Goal: To filter rows based on the values of column of lists.
Given:
| index | pos_order |
|---|---|
| 3192304 | ['VB', 'DT', 'NN', 'NN', 'NN', 'NN'] |
| 1579035 | ['VB', 'PRP', 'VBP', 'NN', 'RB', 'IN', 'NNS', 'NN'] |
| 763020 | ['VB', 'VBP', 'PRP', 'JJ', 'IN', 'NN'] |
| 1289986 | ['VB', 'NN', 'IN', 'CD', 'CD'] |
| 69194 | ['VB', 'DT', 'JJ', 'NN'] |
| 3068116 | ['VB', 'JJ', 'IN', 'NN', 'NN'] |
| 1506722 | ['VB', 'NN', 'NNS', 'NNP'] |
| 3438101 | ['VB', 'VB', 'IN', 'DT', 'NNS', 'NNS', 'CC', 'NN', 'NN'] |
| 1376463 | ['VB', 'DT', 'NN', 'NN'] |
| 1903231 | ['VB', 'DT', 'PRP', 'VBP', 'JJ', 'IN', 'NNP', 'NNP'] |
I'd like to find a way to query this table to fetch rows where a given pattern is present. For example, if the pattern is ['IN', 'NN'], I should get rows 763020 and 3068116, but not row 3438101. So to be clear, the order of the list elements also matters.

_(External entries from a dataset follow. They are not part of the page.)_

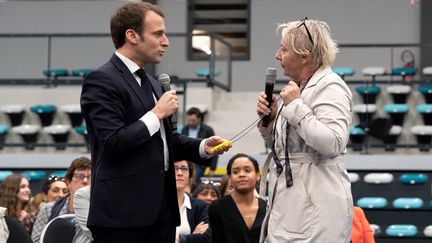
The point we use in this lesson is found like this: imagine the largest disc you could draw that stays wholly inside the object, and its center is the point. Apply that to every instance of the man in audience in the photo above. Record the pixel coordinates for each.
(195, 128)
(77, 176)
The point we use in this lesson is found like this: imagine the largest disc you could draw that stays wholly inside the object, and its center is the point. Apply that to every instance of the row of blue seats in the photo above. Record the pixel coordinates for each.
(33, 175)
(386, 178)
(399, 203)
(402, 230)
(15, 112)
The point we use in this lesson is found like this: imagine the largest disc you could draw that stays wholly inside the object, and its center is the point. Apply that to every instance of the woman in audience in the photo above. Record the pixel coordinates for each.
(53, 189)
(15, 195)
(226, 186)
(193, 212)
(206, 192)
(238, 216)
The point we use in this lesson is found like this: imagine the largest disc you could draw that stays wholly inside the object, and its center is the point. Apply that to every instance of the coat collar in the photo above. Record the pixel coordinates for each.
(319, 73)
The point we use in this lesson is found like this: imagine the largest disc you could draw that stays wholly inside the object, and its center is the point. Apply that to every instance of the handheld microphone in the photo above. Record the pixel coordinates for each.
(270, 80)
(164, 80)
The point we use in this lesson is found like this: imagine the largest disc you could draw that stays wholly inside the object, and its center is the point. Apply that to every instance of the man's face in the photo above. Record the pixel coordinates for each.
(192, 121)
(81, 178)
(153, 42)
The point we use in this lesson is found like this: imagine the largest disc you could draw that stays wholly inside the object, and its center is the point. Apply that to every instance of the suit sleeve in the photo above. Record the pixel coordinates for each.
(216, 224)
(201, 215)
(102, 104)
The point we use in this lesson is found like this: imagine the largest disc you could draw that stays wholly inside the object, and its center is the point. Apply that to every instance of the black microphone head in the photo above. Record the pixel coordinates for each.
(164, 79)
(271, 74)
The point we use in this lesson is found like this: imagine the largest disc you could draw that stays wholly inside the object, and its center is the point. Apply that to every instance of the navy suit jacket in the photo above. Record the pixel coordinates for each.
(128, 176)
(197, 214)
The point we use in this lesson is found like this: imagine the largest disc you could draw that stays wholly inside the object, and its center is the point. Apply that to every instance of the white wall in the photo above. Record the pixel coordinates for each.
(366, 21)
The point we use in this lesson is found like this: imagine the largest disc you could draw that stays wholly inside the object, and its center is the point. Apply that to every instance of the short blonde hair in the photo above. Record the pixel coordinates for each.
(322, 48)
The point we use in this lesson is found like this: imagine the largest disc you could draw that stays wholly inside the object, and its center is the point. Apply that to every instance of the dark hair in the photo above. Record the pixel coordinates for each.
(240, 155)
(201, 187)
(9, 189)
(81, 163)
(194, 111)
(130, 16)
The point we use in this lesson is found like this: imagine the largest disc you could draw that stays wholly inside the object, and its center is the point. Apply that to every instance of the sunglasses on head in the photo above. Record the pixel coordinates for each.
(303, 23)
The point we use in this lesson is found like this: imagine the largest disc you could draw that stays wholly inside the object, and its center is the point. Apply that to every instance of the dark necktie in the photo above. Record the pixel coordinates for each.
(146, 86)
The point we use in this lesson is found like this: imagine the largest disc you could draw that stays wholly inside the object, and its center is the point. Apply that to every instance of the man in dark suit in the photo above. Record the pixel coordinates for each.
(133, 195)
(195, 128)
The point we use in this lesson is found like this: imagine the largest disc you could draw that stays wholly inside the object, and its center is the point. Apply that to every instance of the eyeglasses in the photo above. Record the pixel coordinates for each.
(55, 178)
(181, 168)
(81, 176)
(214, 183)
(303, 23)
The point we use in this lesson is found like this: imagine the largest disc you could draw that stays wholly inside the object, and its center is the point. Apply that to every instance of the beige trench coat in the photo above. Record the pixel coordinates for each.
(318, 207)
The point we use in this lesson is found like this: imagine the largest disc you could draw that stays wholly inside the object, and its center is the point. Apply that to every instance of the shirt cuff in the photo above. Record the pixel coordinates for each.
(203, 153)
(151, 121)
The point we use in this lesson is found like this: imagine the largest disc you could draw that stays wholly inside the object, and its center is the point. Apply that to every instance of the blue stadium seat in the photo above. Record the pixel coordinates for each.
(59, 133)
(401, 71)
(4, 174)
(428, 231)
(45, 113)
(408, 203)
(401, 230)
(365, 113)
(343, 71)
(29, 134)
(74, 113)
(357, 137)
(423, 135)
(81, 72)
(56, 73)
(35, 175)
(426, 111)
(399, 93)
(397, 112)
(426, 90)
(372, 202)
(413, 178)
(369, 93)
(390, 140)
(59, 173)
(378, 178)
(15, 113)
(4, 130)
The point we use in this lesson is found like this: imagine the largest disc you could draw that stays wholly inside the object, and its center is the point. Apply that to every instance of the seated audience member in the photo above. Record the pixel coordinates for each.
(4, 231)
(53, 189)
(361, 230)
(206, 192)
(81, 208)
(238, 216)
(226, 186)
(193, 212)
(78, 175)
(15, 195)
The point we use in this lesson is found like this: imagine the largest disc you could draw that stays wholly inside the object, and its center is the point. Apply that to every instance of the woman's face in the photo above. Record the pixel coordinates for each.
(24, 193)
(207, 195)
(291, 63)
(182, 175)
(243, 175)
(58, 189)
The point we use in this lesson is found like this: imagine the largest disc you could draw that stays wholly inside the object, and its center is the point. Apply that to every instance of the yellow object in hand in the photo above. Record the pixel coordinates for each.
(223, 145)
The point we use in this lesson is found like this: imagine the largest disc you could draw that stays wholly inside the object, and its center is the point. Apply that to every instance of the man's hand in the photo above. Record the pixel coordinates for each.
(212, 142)
(166, 105)
(201, 228)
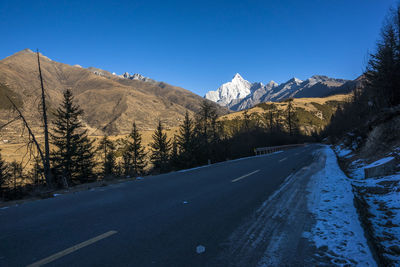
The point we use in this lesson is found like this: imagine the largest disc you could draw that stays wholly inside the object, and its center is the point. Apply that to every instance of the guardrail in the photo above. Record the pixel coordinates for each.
(271, 149)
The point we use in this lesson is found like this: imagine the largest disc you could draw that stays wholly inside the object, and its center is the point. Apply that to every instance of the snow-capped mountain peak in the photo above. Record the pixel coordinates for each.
(136, 76)
(240, 94)
(235, 89)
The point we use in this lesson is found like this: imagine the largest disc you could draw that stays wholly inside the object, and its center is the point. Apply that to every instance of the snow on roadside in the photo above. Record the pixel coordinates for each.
(338, 233)
(382, 196)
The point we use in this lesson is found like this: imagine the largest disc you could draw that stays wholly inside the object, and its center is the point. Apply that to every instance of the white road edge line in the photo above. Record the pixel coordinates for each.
(71, 249)
(244, 176)
(283, 159)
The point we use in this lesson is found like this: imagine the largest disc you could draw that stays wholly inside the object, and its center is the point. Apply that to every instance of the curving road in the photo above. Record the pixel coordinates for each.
(177, 219)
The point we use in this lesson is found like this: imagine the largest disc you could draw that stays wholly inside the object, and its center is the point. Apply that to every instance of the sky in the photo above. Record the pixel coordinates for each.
(199, 45)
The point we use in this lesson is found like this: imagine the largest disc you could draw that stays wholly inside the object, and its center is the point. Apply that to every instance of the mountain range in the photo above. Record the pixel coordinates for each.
(110, 102)
(240, 94)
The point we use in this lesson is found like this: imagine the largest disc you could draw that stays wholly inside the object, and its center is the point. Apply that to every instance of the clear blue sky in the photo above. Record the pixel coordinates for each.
(199, 45)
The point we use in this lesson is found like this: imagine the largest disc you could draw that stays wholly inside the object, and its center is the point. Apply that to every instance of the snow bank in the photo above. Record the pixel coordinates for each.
(379, 162)
(338, 232)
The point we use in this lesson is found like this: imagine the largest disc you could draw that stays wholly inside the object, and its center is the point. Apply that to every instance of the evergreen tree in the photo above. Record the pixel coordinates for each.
(185, 142)
(206, 132)
(137, 151)
(4, 173)
(174, 159)
(73, 159)
(291, 118)
(160, 148)
(383, 71)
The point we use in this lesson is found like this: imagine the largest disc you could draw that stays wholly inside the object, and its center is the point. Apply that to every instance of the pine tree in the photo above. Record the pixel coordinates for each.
(174, 159)
(73, 159)
(383, 71)
(291, 118)
(160, 148)
(185, 142)
(137, 151)
(206, 131)
(107, 149)
(4, 173)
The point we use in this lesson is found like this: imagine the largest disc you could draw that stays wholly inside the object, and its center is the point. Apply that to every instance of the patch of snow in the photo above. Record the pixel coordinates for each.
(338, 228)
(379, 162)
(200, 249)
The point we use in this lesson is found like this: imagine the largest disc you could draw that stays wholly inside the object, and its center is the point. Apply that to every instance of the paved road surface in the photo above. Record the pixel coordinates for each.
(157, 221)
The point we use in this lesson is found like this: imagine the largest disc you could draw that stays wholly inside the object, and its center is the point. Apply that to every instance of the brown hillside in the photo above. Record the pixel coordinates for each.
(110, 103)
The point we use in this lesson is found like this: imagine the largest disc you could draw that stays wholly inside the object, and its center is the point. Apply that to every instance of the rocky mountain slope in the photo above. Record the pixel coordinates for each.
(240, 94)
(311, 114)
(111, 102)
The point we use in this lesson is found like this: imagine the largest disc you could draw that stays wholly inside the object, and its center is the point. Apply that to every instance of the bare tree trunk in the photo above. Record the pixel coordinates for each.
(46, 163)
(29, 131)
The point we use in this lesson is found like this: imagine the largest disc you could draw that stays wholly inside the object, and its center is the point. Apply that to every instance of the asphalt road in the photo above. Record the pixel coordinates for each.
(158, 221)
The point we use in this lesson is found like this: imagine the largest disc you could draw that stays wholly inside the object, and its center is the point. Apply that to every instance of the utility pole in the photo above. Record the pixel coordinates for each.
(46, 163)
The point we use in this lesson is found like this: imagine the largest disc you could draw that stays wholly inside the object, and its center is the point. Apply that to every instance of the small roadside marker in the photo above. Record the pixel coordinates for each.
(200, 249)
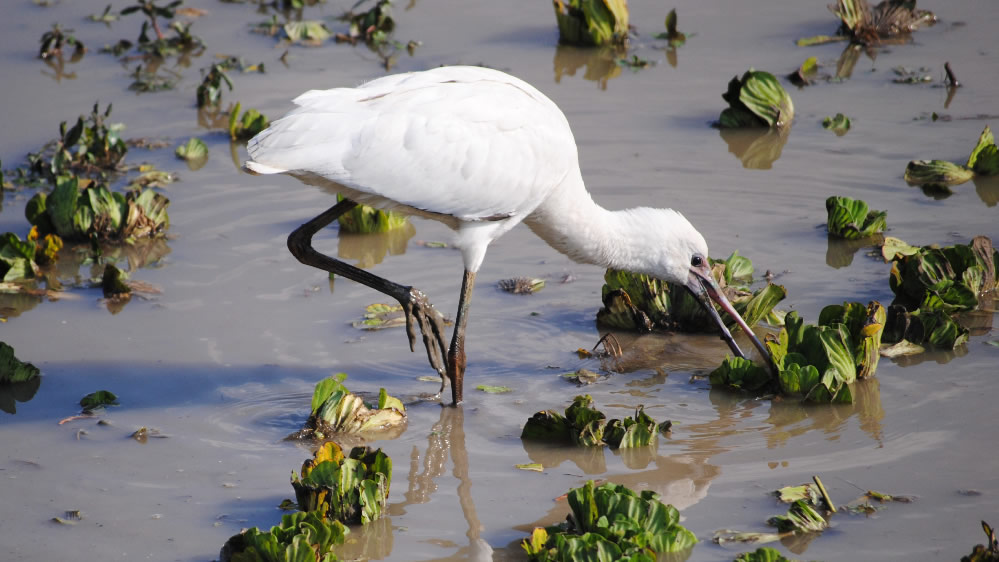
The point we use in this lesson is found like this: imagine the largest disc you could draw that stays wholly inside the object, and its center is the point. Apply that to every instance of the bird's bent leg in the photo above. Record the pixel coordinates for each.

I tried going about it, this way:
def target_phrase(pattern_tested, pattern_to_match):
if ''.join(map(str, pattern_to_match)) in ''.join(map(str, pattern_tested)):
print (pattern_tested)
return True
else:
return False
I can run this code using lists outside of pandas, but when I try using something like:
target_phrase(df.loc[5]['pos_order'], ['IN', 'NN'])
the code fails.
Any clue?
type(df.iloc[0]['pos_order'])